To: Benazeer Noorani <benazeer@MIT.EDU>
Cc: Ray Jones <rjones@pobox.com>, "Josiah D. Seale" <jdseale@MIT.EDU>,
        "Prez H. Cannady" <revprez@MIT.EDU>, <mit-talk@MIT.EDU>
From: Ray Jones <rjones@pobox.com>
In-Reply-To: Benazeer Noorani's message of "Fri, 20 Apr 2001 11:14:08 -0400"
Date: 20 Apr 2001 11:55:58 -0400
Message-ID: <ppwoftr8t0x.fsf@PIXIE.MIT.EDU>

Benazeer Noorani <benazeer@MIT.EDU> writes:
> My point here is, most theists would say they act consistently with a set
> of morals because they believe their religion is true. The increase of
> happiness in the afterlife is only secondary to this.

This applies equally well to any person that lives their life
according to principles.  I can be an atheist or agnostic and choose
my actions based on what I have discerned as right, without constantly
running a happiness-prior-to-death integral in my head, and waiting
for the right moment to betray those around me.  

The argument I was responding to was that atheists can't be truly
moral because their morals are not grounded in some fundamental of the
universe, like a higher power, and that given this lack of grounding,
they're all just waiting for the opportunity to kick us in the shins
and run off with our lunch money.  Under those terms, the only reason
for theists to not act the same way is that they have to answer to
some higher power, in terms of either reward or punishment.  Of
course, I think those terms are bogus.  I think people do bad things
because their stupid, not because their belief system is out of
whack.  

> Actually, any person who has true faith in a  higher being of some sort
> really shouldn't admit the possibility of being wrong. Once you've made the
> decision to "wager" your soul's eternal destiny (if you believe in souls
> and eternity) on the existence and benevolence of one being,  it seems
> kinda silly to also believe that you may in fact be wrong. At the very
> least, it would certainly piss off the god you subscribe to.

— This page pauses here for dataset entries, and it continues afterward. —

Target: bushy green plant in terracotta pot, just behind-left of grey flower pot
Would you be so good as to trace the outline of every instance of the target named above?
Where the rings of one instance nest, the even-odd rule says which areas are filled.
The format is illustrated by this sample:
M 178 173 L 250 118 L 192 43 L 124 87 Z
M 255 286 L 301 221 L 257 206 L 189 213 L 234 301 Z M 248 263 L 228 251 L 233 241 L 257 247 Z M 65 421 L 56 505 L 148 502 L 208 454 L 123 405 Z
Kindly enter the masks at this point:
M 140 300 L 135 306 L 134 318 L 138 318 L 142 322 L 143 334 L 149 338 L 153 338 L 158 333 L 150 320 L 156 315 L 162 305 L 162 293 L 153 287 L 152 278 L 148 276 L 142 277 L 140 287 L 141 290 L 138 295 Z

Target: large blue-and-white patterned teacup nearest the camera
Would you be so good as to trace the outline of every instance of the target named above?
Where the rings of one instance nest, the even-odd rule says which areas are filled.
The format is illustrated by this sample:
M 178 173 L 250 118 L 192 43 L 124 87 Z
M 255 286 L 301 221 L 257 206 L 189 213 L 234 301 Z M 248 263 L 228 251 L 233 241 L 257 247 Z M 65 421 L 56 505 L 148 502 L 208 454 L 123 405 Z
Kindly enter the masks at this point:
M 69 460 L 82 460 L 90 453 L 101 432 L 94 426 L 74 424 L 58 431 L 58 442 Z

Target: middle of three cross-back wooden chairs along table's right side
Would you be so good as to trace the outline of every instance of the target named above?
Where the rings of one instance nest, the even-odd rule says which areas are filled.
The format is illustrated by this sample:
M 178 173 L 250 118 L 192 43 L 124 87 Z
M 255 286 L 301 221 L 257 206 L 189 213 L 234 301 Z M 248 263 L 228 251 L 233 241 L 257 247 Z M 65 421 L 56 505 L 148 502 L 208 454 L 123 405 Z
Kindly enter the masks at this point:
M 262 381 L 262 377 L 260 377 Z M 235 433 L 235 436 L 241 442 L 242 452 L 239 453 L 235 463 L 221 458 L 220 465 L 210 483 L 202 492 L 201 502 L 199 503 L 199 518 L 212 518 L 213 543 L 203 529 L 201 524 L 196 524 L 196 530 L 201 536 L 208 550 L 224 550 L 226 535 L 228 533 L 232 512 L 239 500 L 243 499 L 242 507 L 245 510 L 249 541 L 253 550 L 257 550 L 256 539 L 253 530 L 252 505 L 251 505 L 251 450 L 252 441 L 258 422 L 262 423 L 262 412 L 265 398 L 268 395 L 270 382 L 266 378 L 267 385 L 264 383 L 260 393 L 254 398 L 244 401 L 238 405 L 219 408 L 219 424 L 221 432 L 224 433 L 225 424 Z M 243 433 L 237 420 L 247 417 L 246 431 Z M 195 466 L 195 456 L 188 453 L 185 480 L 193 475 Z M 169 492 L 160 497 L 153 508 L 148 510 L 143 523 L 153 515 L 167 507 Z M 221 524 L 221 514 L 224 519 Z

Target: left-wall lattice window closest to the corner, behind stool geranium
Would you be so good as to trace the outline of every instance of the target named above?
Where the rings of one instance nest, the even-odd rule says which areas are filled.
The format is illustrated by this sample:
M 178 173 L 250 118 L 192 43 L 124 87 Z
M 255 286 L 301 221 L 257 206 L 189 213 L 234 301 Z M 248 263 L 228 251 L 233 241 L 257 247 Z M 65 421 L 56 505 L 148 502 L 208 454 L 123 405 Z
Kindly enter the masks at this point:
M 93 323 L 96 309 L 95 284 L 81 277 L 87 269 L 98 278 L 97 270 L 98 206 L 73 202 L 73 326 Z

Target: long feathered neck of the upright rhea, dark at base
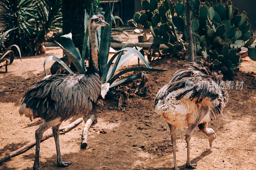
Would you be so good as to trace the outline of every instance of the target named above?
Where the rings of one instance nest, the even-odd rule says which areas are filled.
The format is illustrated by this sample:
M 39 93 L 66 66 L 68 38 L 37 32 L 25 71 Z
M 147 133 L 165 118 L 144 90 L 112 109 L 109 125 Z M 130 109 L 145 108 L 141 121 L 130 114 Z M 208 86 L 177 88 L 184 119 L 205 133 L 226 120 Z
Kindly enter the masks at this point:
M 100 63 L 99 63 L 99 47 L 97 41 L 97 27 L 91 26 L 91 20 L 88 21 L 89 41 L 91 45 L 89 68 L 87 74 L 98 73 L 101 76 Z

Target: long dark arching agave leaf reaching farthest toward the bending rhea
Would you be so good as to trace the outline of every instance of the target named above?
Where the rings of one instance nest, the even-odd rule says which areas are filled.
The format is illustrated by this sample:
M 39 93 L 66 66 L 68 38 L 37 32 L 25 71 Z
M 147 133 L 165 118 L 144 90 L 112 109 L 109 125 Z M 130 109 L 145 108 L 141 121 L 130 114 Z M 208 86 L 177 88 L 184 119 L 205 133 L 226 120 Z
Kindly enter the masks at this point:
M 112 77 L 110 80 L 108 80 L 108 83 L 111 85 L 119 76 L 131 72 L 131 71 L 167 71 L 165 69 L 153 69 L 153 68 L 148 68 L 148 67 L 132 67 L 126 70 L 123 70 L 116 74 L 114 77 Z

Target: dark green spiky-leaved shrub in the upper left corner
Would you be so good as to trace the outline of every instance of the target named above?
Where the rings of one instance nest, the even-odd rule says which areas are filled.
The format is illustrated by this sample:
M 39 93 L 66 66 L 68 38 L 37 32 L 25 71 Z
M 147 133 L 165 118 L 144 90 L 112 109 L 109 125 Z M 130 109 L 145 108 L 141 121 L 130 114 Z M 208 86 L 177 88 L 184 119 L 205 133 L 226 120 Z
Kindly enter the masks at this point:
M 0 22 L 3 32 L 13 30 L 4 46 L 17 44 L 22 55 L 40 54 L 43 42 L 50 31 L 61 29 L 61 0 L 0 0 Z

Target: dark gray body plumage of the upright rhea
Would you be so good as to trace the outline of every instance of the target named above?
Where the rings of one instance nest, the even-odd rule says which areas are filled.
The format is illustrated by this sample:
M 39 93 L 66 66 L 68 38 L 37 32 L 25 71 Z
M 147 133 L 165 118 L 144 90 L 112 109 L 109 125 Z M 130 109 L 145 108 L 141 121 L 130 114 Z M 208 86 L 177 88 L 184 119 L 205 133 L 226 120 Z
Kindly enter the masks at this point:
M 22 103 L 33 110 L 34 117 L 50 121 L 60 116 L 63 121 L 90 112 L 100 89 L 97 75 L 53 75 L 33 85 Z

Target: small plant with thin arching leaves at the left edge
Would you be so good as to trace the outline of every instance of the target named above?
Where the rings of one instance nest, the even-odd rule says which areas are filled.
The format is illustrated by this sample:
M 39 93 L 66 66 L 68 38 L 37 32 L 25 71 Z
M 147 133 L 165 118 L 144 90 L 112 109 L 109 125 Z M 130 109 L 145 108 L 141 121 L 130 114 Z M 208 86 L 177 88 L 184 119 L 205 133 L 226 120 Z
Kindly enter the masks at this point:
M 0 44 L 2 44 L 2 42 L 4 41 L 4 38 L 6 37 L 6 35 L 8 35 L 8 33 L 12 30 L 14 30 L 16 28 L 10 29 L 6 32 L 3 33 L 1 39 L 0 39 Z M 10 47 L 8 47 L 7 49 L 5 49 L 5 51 L 3 52 L 2 55 L 0 55 L 0 68 L 5 66 L 5 72 L 7 72 L 7 65 L 8 64 L 12 64 L 13 60 L 14 60 L 14 52 L 11 50 L 12 47 L 16 47 L 19 55 L 20 55 L 20 60 L 21 60 L 21 54 L 20 54 L 20 48 L 17 45 L 11 45 Z M 9 56 L 8 56 L 9 54 Z M 10 62 L 8 61 L 8 59 L 10 59 Z M 1 64 L 3 62 L 6 62 L 5 64 Z

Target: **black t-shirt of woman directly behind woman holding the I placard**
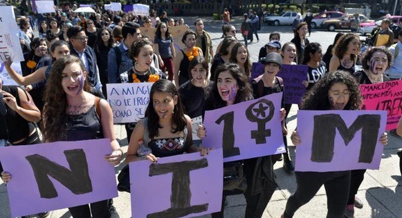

Sure, of course.  That's the problem with most faiths.  They claim to
be the right one, and that unbelievers are going to get what's coming
to them, yadda yadda.  Which is idiocy, and can only lead to
conflict as soon as someone else with the same claims to the true
faith comes along.  

> At least the average theist is placing a bet. If you sit on the sidelines,
> there's zero chance that you'll win.

Atheism is a bet, as much as a particular theism.  And the term "win"
takes us back into happiness (or at least lack of punishment) after
death.  Or what do you mean?  Perhaps life is just a metaphysical day
at the races, and theists have bet on their particular horse,
agnostics are out of cash or don't like gambling, and atheists are
running around screaming "Those aren't horses!  Those are monkeys!
Oh, the humanity!"  (Which explains scottsch.)

> I have less respect for agnostics than atheists because I see agnosticism
> as a copout. I only have anecdotal evidence to support my opinion, but the
> majority of agnostics I"ve met have been too lazy to really examine issues
> of eternity, hell, good, evil, God, etc. and come to an intelligent
> conclusion of their own.

I've been a theist, I've been an atheist, and now I'm an agnostic.
Not necessarily from lack of willingness to make a bet, but more that
I found that religious belief and moral behavior are pretty much
orthogonal.  You can do good things with or without belief backing
them up, and likewise for bad things.  Now, I just don't care.  On
some days I'm an atheist, on others an apathetic agnostic.  But I like
to think I'm moral and I try to be principled.